If you share your Airflow environment with multiple teams, testing whether there are owners defined in the DAG definition is a good practice.
If you are using the convenient way of sending email using the email_on_failure DAG argument, checking whether the field is present will be helpful.

Unit test

Unit tests ensure that each smallest part of the workflow is tested in isolation, which in DAG’s case is mostly operators and sensors. You can also assert the number of tasks in the DAG, verify relationship between the tasks, and validate input and output of the tasks. If there are custom sensors or operators, you can verify the correctness of the custom operators/sensors functionality.

Because the unit tests are done in isolation, when there are connections to the external services—for example, the DAG is performing a task in Amazon Elastic Kubernetes Service (Amazon EKS) or getting data from an Amazon Redshift cluster—you can use mock libraries to mock the external services. The Python unittest framework provides a mock library called unittest.mock with which you can create mocks or stubs and assert input arguments or return values to make sure that your code is integrating with the external service correctly.

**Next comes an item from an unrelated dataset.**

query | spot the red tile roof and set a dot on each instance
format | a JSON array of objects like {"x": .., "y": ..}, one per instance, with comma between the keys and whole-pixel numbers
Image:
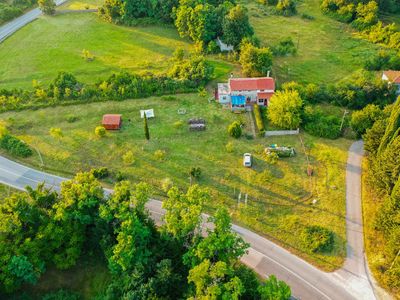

Identifying changes to requirements file and plugins

Airflow has a built-in plugin manager that allows you to drop an external component to customize an installation. With Amazon MWAA, the plugin is packaged as a ZIP file and dropped into the @AIRFLOW_HOME/plugins folder. The requirements file allows you to install Python dependencies that are not included in the Apache Airflow base install of your MWAA. Both the plugins and requirements file are required to have version numbers associated if they are configured in the MWAA environment.

MwaaEnvironment:
    Type: AWS::MWAA::Environment
    DependsOn: MwaaExecutionPolicy
    Properties:
      Name: !Sub "${AWS::StackName}-MwaaEnvironment"
      SourceBucketArn: !Sub "arn:aws:s3:::${S3Bucket}"
      ExecutionRoleArn: !GetAtt MwaaExecutionRole.Arn
      DagS3Path: dags
      RequirementsS3Path: requirements.txt
      RequirementsS3ObjectVersion: !Ref RequirementsFileVersion
      PluginsS3Path: plugins/plugins.zip
      PluginsS3ObjectVersion: !Ref PluginsVersion

Whenever the plugins or requirements files are updated in the Amazon S3 bucket, the new version ID of the files must be updated in the MWAA environment for the changes to take effect. This environment update takes 20–30 minutes. Thus, incorporating testing in your deployment to get faster feedback on issues and triggering the update only if the requirements or plugins are changed is important.

As I highlighted previously, we should not instigate an MWAA environment update for DAG changes. We must identify whether the plugins and requirements files are changed from the last time the build successfully ran. The high-level steps follow, and you can find them in infra/plugin-versioning.py:

Using the git diff-tree command along with a previously successfully built commit ID, find out whether there are changes in the plugins or requirements files.
If there are changes, copy the files to an Amazon S3 bucket and get the version ID of the new file.
If there are no changes to the files, get the version using GetEnvironment API of MWAA.
Update the versions in the parameter file that is passed to infra/template.yaml.

Conclusion

Amazon MWAA takes away the operational responsibility so you can focus on building workflows. By following guidelines described in this post to automate deploying your DAGs to an Amazon MWAA environment, you can build quality DAGs and deploy them faster.

In this post, we explained how to build an automated CI/CD pipeline to accelerate deploying workflows, and we described how to automate tasks, including updates to plugins and requirements files. You can deploy the CI/CD pipeline and related code to your own AWS account using instructions found in the GitHub repository.